Mining secretary Fernanda Ávila participated in the event to showcase Argentina’s potential. While the country is currently second in the global ranking of lithium resources, with double Chile and Australia’s, its reserves are only third worldwide, far from the main global producers. 

The Economy Ministry led by Sergio Massa views this meeting as a US “nod” to improving trade relations with Argentina. The Biden administration will implement the Inflation Reduction Act, a historic US$400 billion plan, in which electromobility has its own chapter. 

The IRA law subsidizes the purchase of electric vehicles, so there is the expectation that this could lead to an exponential jump in the country’s demand for lithium to supply the auto industry. However, subsidies will go to vehicle manufacturing that uses resources from the US, or any country they have free trade agreements with. This is a sticking point that could leave Argentina out of the deal, and that’s precisely the exception the US is trying to create with this approach. 

The MSP initiative is a US-led collaboration of 13 global powers created in June of last year. In their first meeting last Thursday they decided to invite Argentina. “They could have invited a mining country like Chile, but they decided the Argentine government should participate,” said a government source as a way of stressing the importance of this meeting.  

The MSP is formed by Australia, Canada, France, Germany, Japan, Finland, South Korea, Sweden, the UK, the US and the European Commission.

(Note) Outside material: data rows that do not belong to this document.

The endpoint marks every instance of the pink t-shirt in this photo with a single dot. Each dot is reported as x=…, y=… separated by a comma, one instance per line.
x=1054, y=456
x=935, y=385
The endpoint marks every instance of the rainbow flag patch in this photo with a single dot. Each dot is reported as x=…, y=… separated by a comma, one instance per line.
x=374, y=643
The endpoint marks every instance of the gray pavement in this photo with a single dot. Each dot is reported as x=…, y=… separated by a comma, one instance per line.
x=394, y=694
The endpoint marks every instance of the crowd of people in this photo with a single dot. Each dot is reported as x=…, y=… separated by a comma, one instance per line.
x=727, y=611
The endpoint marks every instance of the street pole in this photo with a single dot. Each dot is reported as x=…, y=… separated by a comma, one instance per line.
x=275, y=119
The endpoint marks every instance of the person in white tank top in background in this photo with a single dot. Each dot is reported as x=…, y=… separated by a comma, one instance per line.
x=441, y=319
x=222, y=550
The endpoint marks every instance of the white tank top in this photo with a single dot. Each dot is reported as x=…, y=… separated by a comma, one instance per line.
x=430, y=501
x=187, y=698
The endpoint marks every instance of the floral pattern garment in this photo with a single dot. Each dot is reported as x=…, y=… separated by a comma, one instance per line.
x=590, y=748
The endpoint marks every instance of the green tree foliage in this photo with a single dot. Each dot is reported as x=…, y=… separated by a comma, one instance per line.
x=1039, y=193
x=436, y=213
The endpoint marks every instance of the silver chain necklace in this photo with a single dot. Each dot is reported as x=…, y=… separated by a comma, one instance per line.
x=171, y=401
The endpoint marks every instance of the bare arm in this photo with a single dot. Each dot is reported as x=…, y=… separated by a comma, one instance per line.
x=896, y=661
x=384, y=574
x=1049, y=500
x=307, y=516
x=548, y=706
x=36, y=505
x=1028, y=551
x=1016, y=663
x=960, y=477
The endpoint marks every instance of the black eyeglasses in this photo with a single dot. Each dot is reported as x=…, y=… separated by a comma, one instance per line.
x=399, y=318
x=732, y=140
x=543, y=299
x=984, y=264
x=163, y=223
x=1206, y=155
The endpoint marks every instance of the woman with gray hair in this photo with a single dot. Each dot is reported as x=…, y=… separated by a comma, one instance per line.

During its creation at the world’s largest mining event, which was held last year in Canada, they stated that their goal was to achieve “supply chains for critical minerals”, as they project that demand will “significantly expand” in the next decades due to their essential use for clean energy.  

The first meeting of the MSP was held online last Thursday. José Fernández, the US State Department’s Undersecretary of Economy, Energy and Environment, described the meeting as “productive” and said there were conversations about Argentina’s “potential projects” related to critical minerals.   

According to a statement published on the Treasury Department website, the invitation to Argentina was intended to “advance the goals of the MSP” and discuss Argentina’s projects.
“This meeting allowed MSP partners and the private sector to get to know Argentina’s critical minerals sector as well as projects that could garner potential interest for investment and support. Engagements like these help promote the clean energy transition, further mobilizing resources towards diversifying mineral supply chains and advancing the Biden Administration’s priority of regional collaboration on securing responsible and sustainable minerals,”  said the official release. 

Mining Secretariat sources said that Ávila presented the sector’s potential to member nations as well as guest companies, which included mining and automotive corporations such as Stellantis, BMW, Tesla, General Motors, Panasonic, Rio Tinto and Lake Resources. While Argentina currently has only 2 operational lithium production projects, there are 6 others under construction. The last critical minerals report by the Wilson Center, a top US think tank, projected that in five years Argentina could top Chile in lithium production. 

After the presentation, Ávila was asked about Argentina’s mining legal framework, tax incentives, and community liaisons. According to sources, there was no question regarding the lithium nationalization bills currently in Congress, but there was a question about access to dollars. Ávila answered that currency exchange restrictions are temporary due to balance of payment problems, and gave information about the legal “tool” that may be useful in such cases: Decree #234, a favorite these days, as it allows greater access to foreign currency for companies investing more than US$100 million.

Concerns around the dollar

According to official sources, the fact that the IRA is coming into effect at a time when  Argentina doesn’t have a free trade agreement with the US does not mean that the country won’t be able to export anymore. However, it could result in Argentina losing its market share because it would be left out of the huge subsidies network. Because of this, it’s clear that they will look for a way to get Argentina to participate in the IRA. In fact, the US reached a special agreement with Japan on this subject. It will probably do the same soon with the EU, and then with Argentina. 

What still remains unclear is how this  bilateral agreement will come about. At the US Chamber of Commerce (Amcham) annual event, ambassador Marc Stanley showed there is political support for this initiative: “Argentina will continue to be the main lithium exporter for the US, we need to work on the IRA to make it applicable to Argentina”. In turn, the Argentine ambassador in the US Jorge Argüello replied that if “some issues are cleared out”, Argentine lithium exports could multiply by five or even seven.  

Also, the analysis made on Thursday by both the public and private sectors is that the merger of giant lithium corporations Allkem (Australia) and Livent (US) —which will become one single company worth US$10.6 billion— means that Argentina’s entire current lithium production will be under one single US-based company. “They will not be left out of their own business, so if politics can’t unlock this one, the corporate lobby will,” said a top mining consultant.